Examples of using "Llevarme" in a sentence and their turkish translations:
O beni sinemaya götürmeye söz verdi.
Beni sinemaya götürür müsün?
Beni seninle götürmek zorundasın.
- Beni bu adrese götürebilir misin?
- Beni bu adrese götürebilir misiniz?
Bunu yanıma almak istiyorum.
O beni sinemaya götürmeye söz verdi.
Tom beni balık tutmaya götürmeye söz verdi.
Bu öğleden sonra arabanı ödünç almam gerekiyor.
Lütfen beni eve geri götürür müsün?
Bunu yapmam uzun süremi almamalı.
Yarın sabah beni havaalanına götürebilir misin?

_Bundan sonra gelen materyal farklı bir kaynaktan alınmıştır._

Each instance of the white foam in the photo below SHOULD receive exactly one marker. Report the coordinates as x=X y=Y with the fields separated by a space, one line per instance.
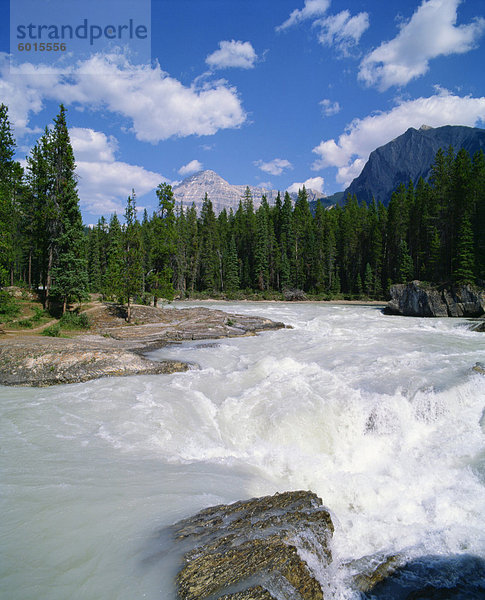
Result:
x=380 y=416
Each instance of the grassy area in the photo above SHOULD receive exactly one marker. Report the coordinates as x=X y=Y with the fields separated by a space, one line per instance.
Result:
x=22 y=314
x=71 y=321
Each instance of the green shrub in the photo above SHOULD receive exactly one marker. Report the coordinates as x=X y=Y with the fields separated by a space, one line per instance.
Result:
x=74 y=320
x=52 y=330
x=26 y=323
x=39 y=314
x=9 y=308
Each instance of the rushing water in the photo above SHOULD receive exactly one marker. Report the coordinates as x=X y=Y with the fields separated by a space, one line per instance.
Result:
x=381 y=416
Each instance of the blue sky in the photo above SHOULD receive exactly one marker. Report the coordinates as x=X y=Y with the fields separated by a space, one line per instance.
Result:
x=264 y=92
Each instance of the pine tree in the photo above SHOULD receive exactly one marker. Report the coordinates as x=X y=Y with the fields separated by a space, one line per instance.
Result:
x=113 y=283
x=232 y=267
x=69 y=270
x=163 y=244
x=464 y=260
x=133 y=265
x=210 y=256
x=8 y=206
x=261 y=254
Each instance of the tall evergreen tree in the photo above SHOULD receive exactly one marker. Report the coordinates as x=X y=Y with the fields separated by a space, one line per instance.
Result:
x=8 y=207
x=69 y=269
x=163 y=244
x=133 y=260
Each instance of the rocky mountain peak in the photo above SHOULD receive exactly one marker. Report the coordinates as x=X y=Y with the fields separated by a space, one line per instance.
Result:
x=221 y=193
x=409 y=157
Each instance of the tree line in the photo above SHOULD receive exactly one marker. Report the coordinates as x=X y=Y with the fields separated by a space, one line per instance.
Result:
x=434 y=232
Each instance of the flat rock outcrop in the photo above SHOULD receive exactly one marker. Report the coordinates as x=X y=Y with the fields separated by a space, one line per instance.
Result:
x=416 y=299
x=117 y=349
x=252 y=550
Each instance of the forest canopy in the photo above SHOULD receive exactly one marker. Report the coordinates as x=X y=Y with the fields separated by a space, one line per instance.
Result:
x=433 y=232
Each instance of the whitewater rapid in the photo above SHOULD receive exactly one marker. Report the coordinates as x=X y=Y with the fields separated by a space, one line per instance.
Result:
x=381 y=416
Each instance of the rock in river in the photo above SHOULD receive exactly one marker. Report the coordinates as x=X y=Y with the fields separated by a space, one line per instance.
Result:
x=417 y=299
x=255 y=549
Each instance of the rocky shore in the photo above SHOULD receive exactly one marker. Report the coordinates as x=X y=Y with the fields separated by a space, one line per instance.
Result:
x=115 y=348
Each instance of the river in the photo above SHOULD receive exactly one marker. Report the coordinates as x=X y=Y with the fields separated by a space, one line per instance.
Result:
x=381 y=416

Beni eve götürür müsün, lütfen?
Komşumla geçinmeyi zor buldum.
O beni hastaneye götürme nezaketini gösterdi.
Bu zor insanlarla nasıl geçineceğimi bilmiyorum.

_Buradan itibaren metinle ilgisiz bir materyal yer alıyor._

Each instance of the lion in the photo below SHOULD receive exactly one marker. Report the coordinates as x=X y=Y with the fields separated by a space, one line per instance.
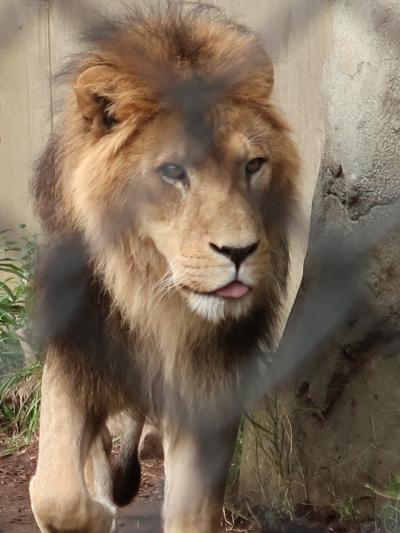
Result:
x=166 y=194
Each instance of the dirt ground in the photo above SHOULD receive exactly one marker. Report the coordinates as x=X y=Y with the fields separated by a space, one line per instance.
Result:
x=15 y=512
x=141 y=516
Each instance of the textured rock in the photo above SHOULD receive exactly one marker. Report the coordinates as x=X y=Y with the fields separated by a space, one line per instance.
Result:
x=331 y=437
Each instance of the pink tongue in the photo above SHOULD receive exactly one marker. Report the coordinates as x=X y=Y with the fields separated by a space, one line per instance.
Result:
x=233 y=290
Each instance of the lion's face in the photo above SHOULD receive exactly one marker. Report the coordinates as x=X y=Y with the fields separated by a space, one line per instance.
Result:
x=198 y=196
x=201 y=207
x=203 y=212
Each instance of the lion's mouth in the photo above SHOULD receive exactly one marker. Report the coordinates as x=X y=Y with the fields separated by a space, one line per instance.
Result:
x=232 y=291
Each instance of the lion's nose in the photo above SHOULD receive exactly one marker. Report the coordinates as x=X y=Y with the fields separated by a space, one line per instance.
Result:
x=236 y=255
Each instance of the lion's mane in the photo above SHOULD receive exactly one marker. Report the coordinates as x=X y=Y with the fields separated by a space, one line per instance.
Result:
x=89 y=269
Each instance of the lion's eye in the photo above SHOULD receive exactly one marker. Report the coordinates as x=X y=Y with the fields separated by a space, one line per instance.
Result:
x=254 y=165
x=172 y=172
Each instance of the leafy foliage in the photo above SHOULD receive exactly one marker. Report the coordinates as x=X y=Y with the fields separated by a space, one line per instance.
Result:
x=19 y=384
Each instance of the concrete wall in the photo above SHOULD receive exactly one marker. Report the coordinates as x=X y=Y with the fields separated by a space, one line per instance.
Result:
x=36 y=37
x=337 y=421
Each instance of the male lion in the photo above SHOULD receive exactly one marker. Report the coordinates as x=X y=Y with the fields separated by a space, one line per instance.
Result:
x=166 y=194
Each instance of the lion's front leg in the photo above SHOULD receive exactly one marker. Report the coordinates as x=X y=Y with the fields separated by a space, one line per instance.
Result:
x=196 y=466
x=59 y=497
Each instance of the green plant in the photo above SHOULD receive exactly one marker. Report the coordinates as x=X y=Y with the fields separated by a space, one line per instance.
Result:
x=390 y=514
x=16 y=262
x=19 y=381
x=20 y=406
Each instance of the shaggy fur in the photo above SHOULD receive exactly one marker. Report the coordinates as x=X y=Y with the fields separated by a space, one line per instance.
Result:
x=122 y=281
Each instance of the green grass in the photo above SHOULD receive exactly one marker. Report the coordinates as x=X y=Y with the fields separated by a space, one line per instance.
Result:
x=19 y=384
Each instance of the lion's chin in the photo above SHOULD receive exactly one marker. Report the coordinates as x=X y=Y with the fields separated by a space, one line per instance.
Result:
x=214 y=308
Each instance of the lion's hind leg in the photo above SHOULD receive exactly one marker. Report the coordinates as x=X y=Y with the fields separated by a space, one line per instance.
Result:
x=98 y=475
x=60 y=500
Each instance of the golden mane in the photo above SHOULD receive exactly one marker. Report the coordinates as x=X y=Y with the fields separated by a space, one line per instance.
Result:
x=190 y=61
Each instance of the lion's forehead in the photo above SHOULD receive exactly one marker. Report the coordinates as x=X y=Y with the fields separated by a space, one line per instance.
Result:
x=168 y=140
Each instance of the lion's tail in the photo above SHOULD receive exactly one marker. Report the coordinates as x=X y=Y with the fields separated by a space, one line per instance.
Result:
x=126 y=467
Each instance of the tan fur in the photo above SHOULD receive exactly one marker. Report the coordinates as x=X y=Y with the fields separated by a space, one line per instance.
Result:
x=182 y=86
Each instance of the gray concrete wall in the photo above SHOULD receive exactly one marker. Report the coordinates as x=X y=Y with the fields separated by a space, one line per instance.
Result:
x=333 y=431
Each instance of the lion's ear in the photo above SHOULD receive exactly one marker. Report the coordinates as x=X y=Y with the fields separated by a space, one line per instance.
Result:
x=94 y=90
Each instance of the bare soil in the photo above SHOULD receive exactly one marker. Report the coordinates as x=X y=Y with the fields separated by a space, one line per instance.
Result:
x=15 y=511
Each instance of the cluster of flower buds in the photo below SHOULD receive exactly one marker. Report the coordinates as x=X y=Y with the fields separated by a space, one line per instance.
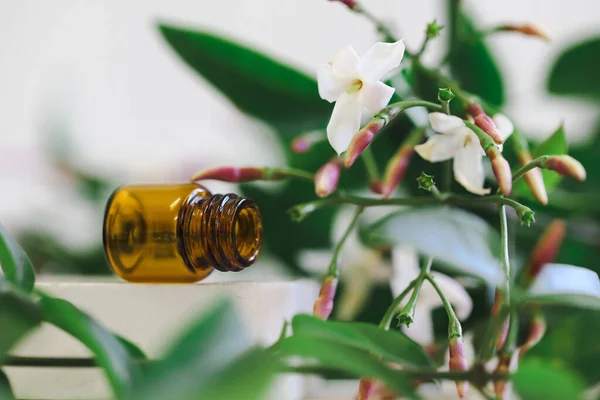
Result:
x=327 y=177
x=525 y=29
x=458 y=362
x=536 y=333
x=567 y=166
x=545 y=250
x=324 y=303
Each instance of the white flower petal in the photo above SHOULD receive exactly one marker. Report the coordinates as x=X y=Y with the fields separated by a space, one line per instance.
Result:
x=344 y=122
x=504 y=125
x=331 y=84
x=468 y=168
x=445 y=124
x=456 y=295
x=440 y=147
x=421 y=329
x=375 y=96
x=346 y=62
x=380 y=59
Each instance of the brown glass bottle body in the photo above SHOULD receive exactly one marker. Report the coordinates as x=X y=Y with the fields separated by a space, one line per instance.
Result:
x=179 y=233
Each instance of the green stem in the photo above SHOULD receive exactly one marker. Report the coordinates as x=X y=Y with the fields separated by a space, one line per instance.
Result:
x=407 y=315
x=454 y=326
x=333 y=269
x=389 y=314
x=370 y=164
x=539 y=162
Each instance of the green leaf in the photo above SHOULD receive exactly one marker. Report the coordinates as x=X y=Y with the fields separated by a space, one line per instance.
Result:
x=5 y=388
x=473 y=64
x=338 y=356
x=575 y=72
x=566 y=285
x=255 y=83
x=542 y=380
x=556 y=144
x=208 y=346
x=462 y=240
x=109 y=352
x=18 y=316
x=391 y=345
x=15 y=264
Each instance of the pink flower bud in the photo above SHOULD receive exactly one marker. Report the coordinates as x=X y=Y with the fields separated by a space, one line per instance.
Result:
x=324 y=303
x=488 y=126
x=349 y=3
x=230 y=174
x=396 y=168
x=526 y=29
x=566 y=165
x=546 y=248
x=534 y=179
x=501 y=170
x=536 y=333
x=361 y=140
x=458 y=363
x=502 y=368
x=303 y=143
x=327 y=177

O bana şarap içirip yemek verdi ve sonra yatağıma götürmek istedi!
sonrasında beni işitme testinden geçirmeye karar verdi.
Beni eve götürür müsün?
Babam beni hayvanat bahçesine götürmek için bir gün ayıracağını söyledi.
Beni nazikçe istasyona götürdü.
Adam beni istasyona götürmek için zahmet etti.
Beni istasyona götürebilir misiniz?
Beni zamanında havaalanına yetiştirmesi için taksiciye on dolar bahşiş verdim.